Once the series has finished, I didn’t feel fully satisfied and the end of series blues came on. Although I know it’s not like any fictional series where I literally won’t know what happens to the ‘characters’ in the future, since they are real people, I wanted to know more.
Some people said the trial was like a circus, like a reality show. It was intrusive and digging into everyone’s past to find out who these people really were. They were not actors and they had real lives outside of the court. The people following the case also had a life they needed to live. But the people seemed so invested in this case as there were different things people seemed to relate to, whether it be race, dysfunctional relationships, or just injustice. As well as watching the unexpected downfall of a once loved American figure.

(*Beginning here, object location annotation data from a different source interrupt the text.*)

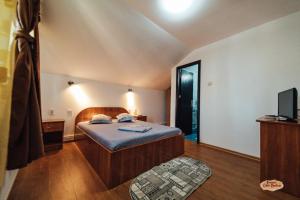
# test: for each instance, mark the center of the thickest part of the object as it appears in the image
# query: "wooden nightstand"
(53, 131)
(141, 118)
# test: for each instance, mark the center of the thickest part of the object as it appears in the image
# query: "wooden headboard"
(86, 114)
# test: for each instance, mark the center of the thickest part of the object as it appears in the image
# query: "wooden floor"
(67, 175)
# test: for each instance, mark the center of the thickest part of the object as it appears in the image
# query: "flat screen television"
(287, 104)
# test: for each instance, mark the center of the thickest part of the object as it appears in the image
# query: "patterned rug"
(172, 180)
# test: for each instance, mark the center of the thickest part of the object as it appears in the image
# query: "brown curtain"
(25, 139)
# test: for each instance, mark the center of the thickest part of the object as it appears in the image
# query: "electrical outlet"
(51, 112)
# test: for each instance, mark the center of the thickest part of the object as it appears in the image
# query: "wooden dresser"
(53, 131)
(280, 153)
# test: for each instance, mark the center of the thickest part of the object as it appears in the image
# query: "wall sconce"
(70, 83)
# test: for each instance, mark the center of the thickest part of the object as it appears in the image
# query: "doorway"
(188, 100)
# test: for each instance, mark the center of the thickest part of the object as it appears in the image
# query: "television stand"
(280, 153)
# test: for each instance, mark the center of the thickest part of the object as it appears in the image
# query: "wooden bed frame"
(116, 167)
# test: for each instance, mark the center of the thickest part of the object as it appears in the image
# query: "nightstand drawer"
(53, 126)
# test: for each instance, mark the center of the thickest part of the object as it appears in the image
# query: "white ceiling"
(135, 42)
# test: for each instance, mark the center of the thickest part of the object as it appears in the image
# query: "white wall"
(247, 71)
(58, 95)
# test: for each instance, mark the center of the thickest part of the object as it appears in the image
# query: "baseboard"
(10, 177)
(68, 138)
(254, 158)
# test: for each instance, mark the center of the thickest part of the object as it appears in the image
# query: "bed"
(119, 156)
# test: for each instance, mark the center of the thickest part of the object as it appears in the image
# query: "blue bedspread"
(114, 139)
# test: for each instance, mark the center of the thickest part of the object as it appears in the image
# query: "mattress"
(109, 136)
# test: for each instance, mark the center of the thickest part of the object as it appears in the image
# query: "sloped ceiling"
(135, 42)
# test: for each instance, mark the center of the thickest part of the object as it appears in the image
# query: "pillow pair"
(124, 117)
(101, 119)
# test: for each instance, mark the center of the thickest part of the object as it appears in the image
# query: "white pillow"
(124, 117)
(101, 119)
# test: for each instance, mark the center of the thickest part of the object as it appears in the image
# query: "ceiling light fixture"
(176, 6)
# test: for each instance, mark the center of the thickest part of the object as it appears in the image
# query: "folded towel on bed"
(135, 128)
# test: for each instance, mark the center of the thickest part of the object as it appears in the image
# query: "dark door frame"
(198, 62)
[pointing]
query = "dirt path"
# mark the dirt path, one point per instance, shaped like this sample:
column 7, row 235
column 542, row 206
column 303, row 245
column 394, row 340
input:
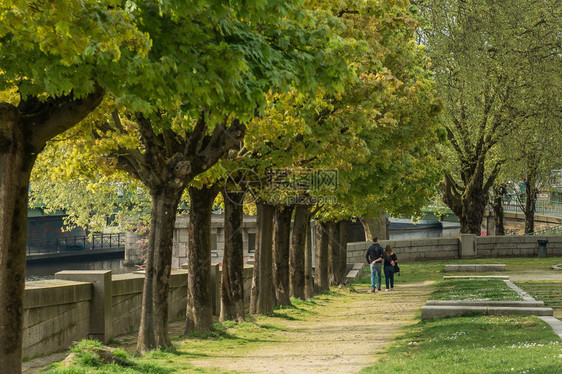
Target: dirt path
column 343, row 338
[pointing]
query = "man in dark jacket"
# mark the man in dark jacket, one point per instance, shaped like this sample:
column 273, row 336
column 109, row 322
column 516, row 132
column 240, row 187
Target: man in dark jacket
column 375, row 255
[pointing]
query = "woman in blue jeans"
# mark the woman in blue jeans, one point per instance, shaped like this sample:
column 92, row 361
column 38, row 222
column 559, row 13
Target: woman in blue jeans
column 389, row 268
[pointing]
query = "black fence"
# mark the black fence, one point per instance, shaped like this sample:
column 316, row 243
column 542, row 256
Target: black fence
column 76, row 243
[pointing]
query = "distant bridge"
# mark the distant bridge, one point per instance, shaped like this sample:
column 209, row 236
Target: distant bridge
column 75, row 246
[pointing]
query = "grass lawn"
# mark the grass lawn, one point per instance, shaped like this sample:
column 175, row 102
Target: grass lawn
column 550, row 292
column 435, row 270
column 474, row 289
column 477, row 344
column 473, row 344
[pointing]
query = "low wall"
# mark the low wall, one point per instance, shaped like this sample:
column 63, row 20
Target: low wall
column 56, row 313
column 409, row 249
column 517, row 246
column 94, row 304
column 456, row 247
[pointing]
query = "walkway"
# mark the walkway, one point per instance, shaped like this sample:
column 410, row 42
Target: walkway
column 344, row 338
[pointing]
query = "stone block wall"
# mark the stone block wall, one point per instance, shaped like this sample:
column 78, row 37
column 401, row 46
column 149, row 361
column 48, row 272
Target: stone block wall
column 517, row 246
column 56, row 313
column 409, row 249
column 127, row 300
column 60, row 311
column 249, row 227
column 451, row 248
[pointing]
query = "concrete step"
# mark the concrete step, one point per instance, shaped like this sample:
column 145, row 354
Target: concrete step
column 475, row 267
column 504, row 277
column 437, row 311
column 489, row 303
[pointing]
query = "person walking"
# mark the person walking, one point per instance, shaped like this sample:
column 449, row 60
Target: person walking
column 390, row 261
column 374, row 256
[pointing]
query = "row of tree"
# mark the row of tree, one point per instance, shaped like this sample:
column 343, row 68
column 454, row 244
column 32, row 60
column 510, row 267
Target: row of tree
column 183, row 96
column 498, row 69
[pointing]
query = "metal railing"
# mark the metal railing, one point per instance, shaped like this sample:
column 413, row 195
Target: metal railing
column 555, row 230
column 76, row 243
column 544, row 207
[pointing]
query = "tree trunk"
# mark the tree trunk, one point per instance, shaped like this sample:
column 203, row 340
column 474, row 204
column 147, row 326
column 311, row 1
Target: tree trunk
column 333, row 253
column 199, row 316
column 343, row 226
column 321, row 261
column 297, row 257
column 281, row 238
column 24, row 131
column 15, row 169
column 469, row 202
column 232, row 279
column 308, row 275
column 375, row 227
column 153, row 329
column 261, row 298
column 498, row 210
column 530, row 200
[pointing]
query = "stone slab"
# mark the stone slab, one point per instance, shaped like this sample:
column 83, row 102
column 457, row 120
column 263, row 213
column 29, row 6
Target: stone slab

The case of The People v. O.J. Simpson had an interesting public journey from real life tragedy to court case reality show to true crime TV show. It’s probably odd to compare this case to today’s popular reality shows, as they usually don’t involve murder, but it had elements of a soap opera -shocking reveals and twists in the story. It seemed like the reality show the American audience was craving.
The past 20 years has shown the rise and over saturation of the ‘famous for being famous’, the ‘why do we care but we’ll keep watching’, the ‘reality star’ or whatever you’ll call it! There have been many reality spin off shows that have been inspired from across the pond and vice versa. The era of ‘Real Housewives’ and ‘Big Brothers’ television doesn’t seem to be slowing down but spreading to other countries.
Do we just love a bit of real life drama?